Part of a series of “reading memos” that offer a brief summary of interesting academic content along with my personal reflections. This one covers Chapter 5 of Giuliano & Hanson’s The Geography of Urban Transportation.
Market Theory suggests it may be possible to treat transportation as a type of market subject to laws of supply and demand, but in reality there are many factors which limit the relevance of this approach: many externalities, the epiphenomenon of travel demand (derived from activities), high variability of demand in both space & time (so supply can’t be stockpiled), complex infrastructure/vehicles/operations/stakeholders, and the rapidly changing nature of human activity. Alternatively, Activity Theory is based on the underlying activities that require mobility for access and participation, using concepts like the space-time path/prism to analyze human time use.
Trip-based models aggregate components of travel demand based on Market Theory, including trip generation (total trips in area), trip distribution (allocation of trips among destination zones), modal split, and network assignment (route choice).

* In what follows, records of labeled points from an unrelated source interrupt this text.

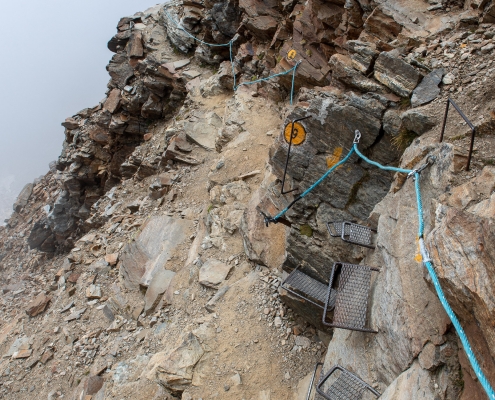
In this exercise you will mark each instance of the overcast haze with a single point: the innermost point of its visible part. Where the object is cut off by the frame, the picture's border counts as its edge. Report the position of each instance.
(54, 57)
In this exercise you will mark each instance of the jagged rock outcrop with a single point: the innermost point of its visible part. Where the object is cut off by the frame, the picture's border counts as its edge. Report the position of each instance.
(166, 178)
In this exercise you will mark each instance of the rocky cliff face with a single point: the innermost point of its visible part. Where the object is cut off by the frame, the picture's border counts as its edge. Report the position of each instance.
(141, 266)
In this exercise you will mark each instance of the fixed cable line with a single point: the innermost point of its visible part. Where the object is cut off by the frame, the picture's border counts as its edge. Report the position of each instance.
(427, 262)
(414, 173)
(229, 44)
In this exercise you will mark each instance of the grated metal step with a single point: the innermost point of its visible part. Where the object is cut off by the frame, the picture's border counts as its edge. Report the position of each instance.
(346, 386)
(351, 233)
(352, 295)
(310, 289)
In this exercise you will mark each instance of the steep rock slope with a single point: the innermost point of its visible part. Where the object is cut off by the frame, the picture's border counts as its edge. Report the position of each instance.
(141, 266)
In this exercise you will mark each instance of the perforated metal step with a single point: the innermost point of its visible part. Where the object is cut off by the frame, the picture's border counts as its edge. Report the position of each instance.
(343, 385)
(309, 289)
(352, 289)
(315, 379)
(351, 233)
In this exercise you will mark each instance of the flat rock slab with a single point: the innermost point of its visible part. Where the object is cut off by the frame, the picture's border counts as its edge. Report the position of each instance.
(397, 75)
(191, 74)
(174, 369)
(75, 315)
(204, 131)
(428, 89)
(159, 284)
(213, 272)
(20, 344)
(152, 249)
(23, 197)
(181, 63)
(37, 305)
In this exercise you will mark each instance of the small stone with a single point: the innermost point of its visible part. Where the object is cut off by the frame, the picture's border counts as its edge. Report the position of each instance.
(302, 341)
(448, 79)
(70, 123)
(22, 354)
(488, 48)
(213, 272)
(47, 356)
(37, 305)
(112, 258)
(75, 315)
(73, 277)
(94, 384)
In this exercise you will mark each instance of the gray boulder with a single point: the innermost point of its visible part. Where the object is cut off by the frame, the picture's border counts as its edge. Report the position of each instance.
(417, 122)
(428, 89)
(23, 197)
(397, 75)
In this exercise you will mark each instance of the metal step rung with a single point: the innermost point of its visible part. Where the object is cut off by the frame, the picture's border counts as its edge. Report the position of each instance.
(346, 386)
(314, 382)
(307, 288)
(350, 307)
(351, 233)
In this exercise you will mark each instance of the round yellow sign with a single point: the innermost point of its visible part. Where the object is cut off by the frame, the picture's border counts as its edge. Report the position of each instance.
(291, 54)
(298, 134)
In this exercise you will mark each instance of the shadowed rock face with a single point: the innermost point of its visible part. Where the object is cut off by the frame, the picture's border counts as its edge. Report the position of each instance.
(350, 192)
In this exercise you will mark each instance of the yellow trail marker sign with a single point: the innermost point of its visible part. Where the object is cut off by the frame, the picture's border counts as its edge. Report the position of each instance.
(291, 54)
(298, 135)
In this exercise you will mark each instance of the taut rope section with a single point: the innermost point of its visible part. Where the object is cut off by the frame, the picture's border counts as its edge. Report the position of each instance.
(424, 253)
(229, 45)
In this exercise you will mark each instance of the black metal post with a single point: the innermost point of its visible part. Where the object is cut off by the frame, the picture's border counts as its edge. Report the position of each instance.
(473, 128)
(288, 155)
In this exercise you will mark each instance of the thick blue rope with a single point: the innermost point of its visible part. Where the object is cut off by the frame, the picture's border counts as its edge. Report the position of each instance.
(229, 44)
(424, 253)
(386, 168)
(436, 283)
(194, 37)
(293, 70)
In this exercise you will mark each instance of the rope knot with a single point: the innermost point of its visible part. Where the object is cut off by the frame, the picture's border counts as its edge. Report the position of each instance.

Activity-based analysis features a more disaggregate approach, collecting large sets of mobility data (including event-based, time-based, change-based, and location-based recording) and summarizing them by various methods (e.g., distribution of speeds, directions of travelers, directed vs. exploratory patterns, geometry, and hotspots at different times). Variants of activity-based models include econometric models (mathematical representation of linkages between lifestyle/mobility decisions and activity/travel scheduling decisions), simulation models (featuring a computational process model with rules specifying how individuals react to environmental conditions) and microsimulation/agent-based models (ABMs) that replicate overall system dynamics by simulating behaviors/interactions often at the individual level. The Transportation Analysis and Simulation System (TRANSIMS) is one example of this approach that can generate a synthetic population, activity schedules, trip plans, and resulting traffic dynamics.
It was quite revelatory to realize that transportation generally is a quasi-public good (nonexclusive but not nonrivalrous) which therefore must always be subsidized with public funds in some way. This suggests that it’s possible to choose which modes of transportation to subsidize, with drastically differing results for automobile-focused societies (e.g., the United States), cycling-focused societies (e.g., Denmark), bus-focused societies (e.g., Colombia), or rail-focused societies (e.g., Japan). In any case, it seems the public is typically unaware of the negative or positive externalities associated with their transportation choices, so it seems necessary for policy-makers to help shape behaviors by exposing/hiding costs as necessary to achieve sustainability goals.
While trip-based models and Market Theory were presented as somewhat limited approaches here, I can see how their ease of implementation and long/vetted history of use makes them appealing for decisions around “hard policies” like infrastructure construction. That being said, it does seem that activity-based models are becoming more popular, especially for transportation demand management. I also believe the rapidly expanding field of data science will provide practitioners with new methods of privacy-conscious data collection and more technically advanced software to make large-scale activity-based analysis easier.